How to play Tic-Tac-Toe
Controls
You play X and always move first. Tap or click any empty cell to drop your mark. The AI, playing O, replies a moment later. A round ends when someone gets three marks in a row — across, down, or diagonal — or when all nine cells are filled with no winner. Press New round to deal a fresh board; Reset streak sets your win counter back to zero on purpose.
The objective
Beat the AI to grow your streak. Each consecutive win adds one. A loss or a draw resets the streak to zero. The streak itself is your "score" — the leaderboard tracks the longest you've ever managed in this browser.
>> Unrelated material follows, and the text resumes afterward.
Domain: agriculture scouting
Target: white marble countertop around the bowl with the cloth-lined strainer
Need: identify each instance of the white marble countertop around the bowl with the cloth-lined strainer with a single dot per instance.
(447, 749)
To make the game beatable, the AI picks a random legal move roughly 15% of the time; the rest of the time it plays optimal minimax.
Tips
- Take the center first when you can. It's part of four possible winning lines, twice as many as a corner.
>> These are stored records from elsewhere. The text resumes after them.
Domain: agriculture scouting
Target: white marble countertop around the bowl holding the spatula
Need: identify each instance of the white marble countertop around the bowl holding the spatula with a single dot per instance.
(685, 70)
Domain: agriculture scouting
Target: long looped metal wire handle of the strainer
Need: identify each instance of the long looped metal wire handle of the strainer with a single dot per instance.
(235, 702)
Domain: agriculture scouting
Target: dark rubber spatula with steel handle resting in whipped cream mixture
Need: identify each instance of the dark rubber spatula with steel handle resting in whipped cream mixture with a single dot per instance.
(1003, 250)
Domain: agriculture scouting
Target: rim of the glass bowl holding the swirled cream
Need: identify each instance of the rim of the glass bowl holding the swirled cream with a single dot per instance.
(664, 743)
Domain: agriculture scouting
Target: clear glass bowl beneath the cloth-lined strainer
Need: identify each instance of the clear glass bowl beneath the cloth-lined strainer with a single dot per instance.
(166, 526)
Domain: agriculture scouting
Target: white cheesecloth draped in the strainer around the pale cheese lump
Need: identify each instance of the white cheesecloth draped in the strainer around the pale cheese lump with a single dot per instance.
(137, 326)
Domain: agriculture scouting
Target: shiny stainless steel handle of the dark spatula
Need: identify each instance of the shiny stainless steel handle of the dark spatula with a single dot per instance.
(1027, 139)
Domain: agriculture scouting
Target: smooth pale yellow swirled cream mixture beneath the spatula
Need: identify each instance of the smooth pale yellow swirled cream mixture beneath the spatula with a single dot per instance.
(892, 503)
- Build forks — two open winning threats at once force the AI to block one and concede the other.
- Defense beats offense. A missed block costs you the round; a missed attack only costs you a turn.
A little history
Tic-Tac-Toe is one of the oldest known games — ancient Roman boards have been excavated, and Egyptian versions go back to roughly 1300 BCE. It's also famously a "solved" game: two perfect players will always tie. That's why the AI's small random wobble is what makes a streak even possible.
Accessibility
Cells are real <button> elements with ARIA labels, so
keyboard users can Tab between them and Space/Enter to play. The board
layout grows to fill its column and uses high-contrast marks.